EconSource: Libya’s Budget Income Falls Sharply; Tobruk Struggles to Exert Influence Over Central Bank
Libya’s central bank said the country’s budget income fell to around $15 billion in the period from January to November from $45 billion a year before, blaming the situation on the 40 percent fall in oil prices since June and the state’s inability to collect customs duties. Expenditure in the period was $30 billion.

The bank warned the fall in income was affecting foreign currency reserves, which it has used in the past to cover deficits. The central bank has tried to stay out of the political struggle gripping Libya. Reports suggest that the internationally-recognized government in Tobruk exerts minimal control over the institution’s operations, which will become unsustainable as time comes to plan for a new budget. With limited banking services in the east, the government can make few transfers and is running low on funds. [Reuters, Libya Monitor (subscription), 12/8/2014]

Egypt to launch tender for second LNG import terminal

According to an undisclosed source at the Egyptian state gas board, Egypt will open a tender for a second liquefied natural gas (LNG) import terminal to help address the country’s energy crisis. Egypt has had to become a net energy importer due to foreign firm’s reluctance to invest in the sector before Egypt repays the billions it owes.  Egypt has been struggling with high energy bills caused by the fuel subsidies the government provides for its population. The first LNG port is expected to start operating by the end of March. [Reuters, 12/9/2014]

Non-oil sector to push Algeria growth above 4 percent

According to Algerian Central Bank governor, the expansion of non-oil businesses is expected to push Algeria’s economic growth above 4 percent in 2015. The growth is possible despite the global drop in oil prices because the country has large foreign reserves which are able to limit the negative impact. Inflation is expected to be around 2 percent or below in 2014, after 3.3 percent last year. [Reuters, 12/9/2014]

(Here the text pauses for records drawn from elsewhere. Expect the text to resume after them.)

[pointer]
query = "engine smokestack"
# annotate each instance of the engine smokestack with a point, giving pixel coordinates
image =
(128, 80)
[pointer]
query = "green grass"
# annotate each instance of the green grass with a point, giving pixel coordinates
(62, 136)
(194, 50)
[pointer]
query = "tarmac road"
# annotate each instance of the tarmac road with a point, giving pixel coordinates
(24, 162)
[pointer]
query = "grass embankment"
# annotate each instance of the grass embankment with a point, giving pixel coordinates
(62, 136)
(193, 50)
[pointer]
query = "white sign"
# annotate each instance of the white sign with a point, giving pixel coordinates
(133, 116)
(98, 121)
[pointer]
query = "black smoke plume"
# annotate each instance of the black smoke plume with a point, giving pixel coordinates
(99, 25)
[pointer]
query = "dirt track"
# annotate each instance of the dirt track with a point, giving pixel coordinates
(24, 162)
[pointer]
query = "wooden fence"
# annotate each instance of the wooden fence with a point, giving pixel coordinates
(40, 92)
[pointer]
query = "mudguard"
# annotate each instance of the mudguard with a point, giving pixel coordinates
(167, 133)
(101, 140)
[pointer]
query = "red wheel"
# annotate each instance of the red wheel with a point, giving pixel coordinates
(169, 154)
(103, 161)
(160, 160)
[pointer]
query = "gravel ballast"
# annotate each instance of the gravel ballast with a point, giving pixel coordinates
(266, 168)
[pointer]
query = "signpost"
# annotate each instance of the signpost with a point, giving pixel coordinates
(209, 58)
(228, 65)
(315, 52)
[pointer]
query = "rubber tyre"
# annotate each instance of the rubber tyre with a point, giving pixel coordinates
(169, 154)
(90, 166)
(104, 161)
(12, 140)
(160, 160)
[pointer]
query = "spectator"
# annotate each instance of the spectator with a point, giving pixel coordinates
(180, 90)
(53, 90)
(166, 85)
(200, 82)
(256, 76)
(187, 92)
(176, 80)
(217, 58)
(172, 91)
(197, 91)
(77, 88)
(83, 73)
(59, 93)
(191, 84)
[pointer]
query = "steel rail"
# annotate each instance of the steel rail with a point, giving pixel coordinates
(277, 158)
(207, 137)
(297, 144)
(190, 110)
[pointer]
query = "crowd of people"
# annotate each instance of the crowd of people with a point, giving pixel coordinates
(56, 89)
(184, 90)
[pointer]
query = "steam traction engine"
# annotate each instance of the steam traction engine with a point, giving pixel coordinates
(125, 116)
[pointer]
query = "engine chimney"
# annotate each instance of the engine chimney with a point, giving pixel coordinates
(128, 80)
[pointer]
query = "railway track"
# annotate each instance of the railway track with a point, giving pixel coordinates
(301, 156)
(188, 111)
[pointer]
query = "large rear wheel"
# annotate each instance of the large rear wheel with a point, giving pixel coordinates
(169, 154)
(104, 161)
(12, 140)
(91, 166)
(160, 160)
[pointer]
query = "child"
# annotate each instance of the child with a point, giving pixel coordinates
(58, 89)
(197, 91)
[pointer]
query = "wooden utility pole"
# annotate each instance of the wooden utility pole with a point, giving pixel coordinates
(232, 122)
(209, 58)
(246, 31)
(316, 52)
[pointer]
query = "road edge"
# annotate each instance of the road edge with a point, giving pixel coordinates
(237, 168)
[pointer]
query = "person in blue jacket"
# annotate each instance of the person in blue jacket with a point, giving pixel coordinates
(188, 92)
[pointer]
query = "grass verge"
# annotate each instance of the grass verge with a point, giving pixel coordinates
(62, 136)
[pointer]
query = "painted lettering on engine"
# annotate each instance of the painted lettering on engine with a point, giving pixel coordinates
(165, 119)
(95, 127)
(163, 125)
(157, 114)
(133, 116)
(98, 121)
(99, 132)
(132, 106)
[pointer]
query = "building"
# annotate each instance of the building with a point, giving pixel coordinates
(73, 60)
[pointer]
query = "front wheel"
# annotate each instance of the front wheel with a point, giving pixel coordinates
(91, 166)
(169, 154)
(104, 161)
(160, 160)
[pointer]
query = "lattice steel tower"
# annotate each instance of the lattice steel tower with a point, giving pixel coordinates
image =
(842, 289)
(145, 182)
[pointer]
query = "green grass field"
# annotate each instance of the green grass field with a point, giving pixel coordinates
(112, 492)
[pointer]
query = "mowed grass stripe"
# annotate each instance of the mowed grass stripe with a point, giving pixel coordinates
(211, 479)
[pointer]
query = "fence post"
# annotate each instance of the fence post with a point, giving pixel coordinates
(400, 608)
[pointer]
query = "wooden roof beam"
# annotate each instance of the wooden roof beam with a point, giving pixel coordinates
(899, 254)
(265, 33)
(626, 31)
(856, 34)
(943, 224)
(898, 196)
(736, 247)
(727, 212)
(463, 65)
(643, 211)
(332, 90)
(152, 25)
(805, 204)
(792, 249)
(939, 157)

Moroccans lament high prices

According to Moroccan prime minister, the country will remove all subsidies on petroleum products by the end of the year. The prime minister added that he was committed to implement the reforms even if they were painful and would hurt the public’s spending power. The government is also  considering means to support parts the population which would be hit hard by the decision. The current retail price of a 12-kilogram cylinder, used by hotels and in farming, is 42 dirhams while its real cost would approach 125 dirhams. [Magharebia, 12/8/2014]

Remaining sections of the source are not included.